This cloud, or “coma,” conceals the interior of the

nucleus so that its size and nature can only be inferred.
There are two models of cometary nuclei: (1) a rubble
pile, a loose agglomeration of rocks and gravel, or (2)
a dirty snowball, bits of rock held in a matrix of frozen
H2O, CH4, and NH3, called ices.
Calculations based on Newton’s law of gravity do not
predict cometary orbits precisely. There are
unanticipated slight deviations in their orbits. These
deviations imply that nongravitational forces are also
involved. The dirty-snowball model nicely explains
these effects: Sunlight warms the surface of the
nucleus, causing the various frozen solids to sublimate,
i.e., go directly from the solid phase to the vapor phase
without passing through the liquid phase. As the gases
leave, they exert perturbing forces on the cometary
nucleus–much as an attached rocket engine would.
The rubble-pile model does not explain the orbital
deviations; therefore it has generally been abandoned.
However, when Comet Shoemaker-Levy 9 struck
Jupiter in July 1994, the theory was revived.
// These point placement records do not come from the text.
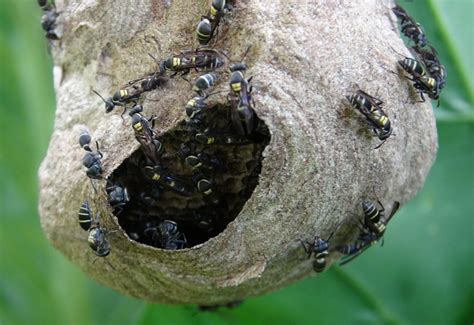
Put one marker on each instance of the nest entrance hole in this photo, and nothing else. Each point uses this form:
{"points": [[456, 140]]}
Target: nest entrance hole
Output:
{"points": [[233, 172]]}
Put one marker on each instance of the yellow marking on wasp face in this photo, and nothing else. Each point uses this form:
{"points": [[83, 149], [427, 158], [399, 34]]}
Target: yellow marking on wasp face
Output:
{"points": [[431, 82], [236, 87], [137, 127], [201, 35], [213, 11], [176, 62]]}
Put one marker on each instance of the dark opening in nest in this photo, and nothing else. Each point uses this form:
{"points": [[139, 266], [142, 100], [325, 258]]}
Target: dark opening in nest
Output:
{"points": [[232, 169]]}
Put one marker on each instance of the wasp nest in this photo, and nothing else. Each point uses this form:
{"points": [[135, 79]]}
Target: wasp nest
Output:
{"points": [[308, 159]]}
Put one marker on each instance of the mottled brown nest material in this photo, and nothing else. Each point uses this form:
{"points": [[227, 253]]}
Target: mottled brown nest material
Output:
{"points": [[306, 56]]}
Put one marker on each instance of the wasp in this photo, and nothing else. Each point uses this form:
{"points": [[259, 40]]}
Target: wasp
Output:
{"points": [[150, 198], [213, 308], [157, 174], [167, 234], [117, 195], [374, 219], [146, 135], [201, 59], [204, 31], [97, 234], [209, 24], [371, 108], [409, 27], [422, 80], [194, 108], [48, 20], [208, 138], [204, 82], [241, 103], [320, 248], [92, 160], [199, 160], [130, 94], [432, 64], [372, 229]]}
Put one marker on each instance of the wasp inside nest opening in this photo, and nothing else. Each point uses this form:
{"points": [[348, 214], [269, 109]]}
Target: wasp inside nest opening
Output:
{"points": [[200, 185]]}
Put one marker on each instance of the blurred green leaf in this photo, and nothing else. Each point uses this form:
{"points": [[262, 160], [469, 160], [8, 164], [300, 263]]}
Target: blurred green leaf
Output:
{"points": [[448, 26]]}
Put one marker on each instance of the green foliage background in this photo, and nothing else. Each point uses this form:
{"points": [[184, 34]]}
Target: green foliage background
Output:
{"points": [[424, 274]]}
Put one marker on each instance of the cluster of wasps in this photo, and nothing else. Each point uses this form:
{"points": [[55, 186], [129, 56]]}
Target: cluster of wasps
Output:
{"points": [[428, 76], [189, 165]]}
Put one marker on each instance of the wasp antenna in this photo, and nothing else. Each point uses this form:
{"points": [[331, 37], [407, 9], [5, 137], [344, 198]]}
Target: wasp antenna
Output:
{"points": [[95, 92], [380, 144], [154, 59], [93, 185]]}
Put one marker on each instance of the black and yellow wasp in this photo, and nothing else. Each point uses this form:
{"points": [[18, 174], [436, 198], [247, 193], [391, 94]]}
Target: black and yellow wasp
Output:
{"points": [[97, 234], [201, 59], [372, 229], [409, 27], [208, 25], [131, 93], [241, 103], [371, 108], [422, 80], [146, 135], [433, 65]]}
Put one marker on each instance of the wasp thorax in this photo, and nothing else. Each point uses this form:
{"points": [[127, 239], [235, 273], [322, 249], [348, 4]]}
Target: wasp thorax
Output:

The
cometary fragments exploded considerably higher in
the atmosphere of the planet than predicted by the
dirty-snowball model, suggesting that the nucleus of
the comet was not very cohesive.
Comets become visible to the unaided eye when, under
the influence of radiation and the steady outstreaming
of ionized hydrogen from the sun (the solar wind), the
coma forms and extends into a vast, long tail of gas
and dust. However, nearly all of the mass of the comet
remains concentrated in the nucleus.


55. The perturbing force resulting from sublimation in
the dirty-snowball model is accounted for directly
by which of Newton’s laws?
A) The law of inertia (Newton’s 1st law)
B) The law relating force, mass and acceleration
(Newton’s 2nd law)
C) The law relating action and reaction (Newton’s 3rd
law)
D) The law of gravitation (Newton’s inverse-square
law)
56. In the dirty-snowball model, does the perturbing
force on the comet due to sublimation act in any
preferred direction?
A) No, because the nucleus tends to have a roughly
spherical surface
B) No, because the sun radiates with equal intensity in
all directions
C) Yes, more or less outward from the sun because of
shadowing effects
D) Yes, more or less toward the sun because of the
temperature gradient
57. In space, frozen H2O, CH4, and NH3 undergo
sublimation because:
A) this is characteristic of hydrogen compounds.
B) the pressure in space is extremely low.
C) of the effectively zero-gravity environment.
D) of bombardment by solar-wind particles.
58. A dirty-snowball cometary nucleus would be
expected to disintegrate less readily in the

atmosphere of Jupiter than a rubble-pile nucleus of
the same mass would because:
A) a rubble-pile nucleus has only gravitational forces
to hold it together.
B) a rubble-pile nucleus would be incapable of
inelastic collisions.
C) a dirty-snowball nucleus initially would have a
lower temperature.
D) a dirty-snowball nucleus would be incapable of
inelastic collisions.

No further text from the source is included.